|Punch Bowl, circa 1820
Canadian Museum of Civilization
Cat. no. A-5696
Slide no. 17991
IRONSTONE"What the public will have the manufacturer must make," said a nineteenth-century British potter. In a century of technological advancement and restless change, potters had constantly to come up with something new.
At the beginning of the century, cream-coloured earthenware was still much in use. It was soon, however, to be superseded in popularity by newer types. One of these was a high-fired earthenware, stronger and more durable than anything that had gone before.
When it first came on the market, the new earthenware was given the blue-grey appearance of Chinese export porcelain.

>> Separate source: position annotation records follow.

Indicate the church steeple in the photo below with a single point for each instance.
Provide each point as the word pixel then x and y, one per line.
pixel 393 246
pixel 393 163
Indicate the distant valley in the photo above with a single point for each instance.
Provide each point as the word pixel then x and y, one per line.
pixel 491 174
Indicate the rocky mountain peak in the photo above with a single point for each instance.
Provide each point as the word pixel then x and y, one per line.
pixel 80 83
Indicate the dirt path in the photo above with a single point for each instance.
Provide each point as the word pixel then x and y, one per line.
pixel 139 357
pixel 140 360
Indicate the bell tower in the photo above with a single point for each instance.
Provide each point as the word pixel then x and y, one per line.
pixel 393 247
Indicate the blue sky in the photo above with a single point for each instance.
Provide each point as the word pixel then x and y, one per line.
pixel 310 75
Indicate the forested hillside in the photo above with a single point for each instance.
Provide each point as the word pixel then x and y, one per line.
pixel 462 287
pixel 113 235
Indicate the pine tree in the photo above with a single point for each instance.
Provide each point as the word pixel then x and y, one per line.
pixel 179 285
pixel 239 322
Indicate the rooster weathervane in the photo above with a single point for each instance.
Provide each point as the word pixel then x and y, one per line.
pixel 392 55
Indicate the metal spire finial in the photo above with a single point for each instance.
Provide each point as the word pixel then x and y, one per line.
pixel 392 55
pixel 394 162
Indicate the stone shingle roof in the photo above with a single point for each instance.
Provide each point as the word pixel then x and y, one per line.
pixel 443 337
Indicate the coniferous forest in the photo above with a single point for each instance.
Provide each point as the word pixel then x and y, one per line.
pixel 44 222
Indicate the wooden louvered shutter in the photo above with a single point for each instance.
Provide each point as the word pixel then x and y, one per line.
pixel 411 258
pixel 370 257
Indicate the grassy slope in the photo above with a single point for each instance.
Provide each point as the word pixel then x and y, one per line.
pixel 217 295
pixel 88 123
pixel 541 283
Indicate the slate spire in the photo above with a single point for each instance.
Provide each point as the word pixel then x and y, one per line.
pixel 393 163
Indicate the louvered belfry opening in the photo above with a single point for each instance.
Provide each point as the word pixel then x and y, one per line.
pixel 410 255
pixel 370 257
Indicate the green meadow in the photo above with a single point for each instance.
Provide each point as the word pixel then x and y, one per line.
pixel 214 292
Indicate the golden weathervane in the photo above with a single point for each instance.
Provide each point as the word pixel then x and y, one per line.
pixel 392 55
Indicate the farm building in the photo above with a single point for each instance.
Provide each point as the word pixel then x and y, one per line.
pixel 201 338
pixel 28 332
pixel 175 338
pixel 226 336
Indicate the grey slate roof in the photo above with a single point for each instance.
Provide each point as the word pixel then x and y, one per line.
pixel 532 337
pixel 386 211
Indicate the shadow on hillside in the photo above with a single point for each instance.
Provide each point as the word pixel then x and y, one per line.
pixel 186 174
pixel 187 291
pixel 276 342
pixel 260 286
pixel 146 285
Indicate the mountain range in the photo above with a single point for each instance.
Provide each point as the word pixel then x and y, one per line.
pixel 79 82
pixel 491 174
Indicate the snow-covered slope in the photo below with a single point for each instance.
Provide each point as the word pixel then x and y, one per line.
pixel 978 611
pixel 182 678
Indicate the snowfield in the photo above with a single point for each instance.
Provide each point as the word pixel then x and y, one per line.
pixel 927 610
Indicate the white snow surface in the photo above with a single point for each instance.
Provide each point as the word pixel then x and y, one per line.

Its decoration, often hand-painted within printed outlines, was frequently adapted from the Oriental. Many potters made and exported it, but it was Staffordshire's Charles James Mason who took out a patent for it in 1813, calling it Ironstone China. "Ironstone" suggested strength; "China" suggested porcelain. But it was, in fact, an earthenware.
Other potters exported similar bodies to Canada, using names such as Stone China, Granite China, Pearl Stone and Dresden China.
Here was a ware eminently suited to the Canadian market. Its great strength enabled it to withstand storm-tossed voyages over the Atlantic. It was more expensive than ordinary earthenware, but cheaper than porcelain itself. It was taken up with enthusiasm by the importers. One of the earliest Canadian advertisements for it appeared in a Quebec newspaper in 1820, where it was described as "the new Invented Iron Stone ware."
The popularity of Mason's bold patterns lasted long after he died. Before his death, in 1856, the right to use his moulds and patterns had passed to others. This ironstone plate, in an early Mason pattern, was produced in Staffordshire by George L. Ashworth & Brothers. It is from a dinner service purchased about 1870 by Sir William Dawson, principal of McGill University in Montreal. It was used there for both family and official entertaining.
The Spode firm, with its Stone China, was a vigorous competitor of Mason's. As the century advanced, Spode's products of various kinds were to have a strong presence in what were to become the western provinces of Canada.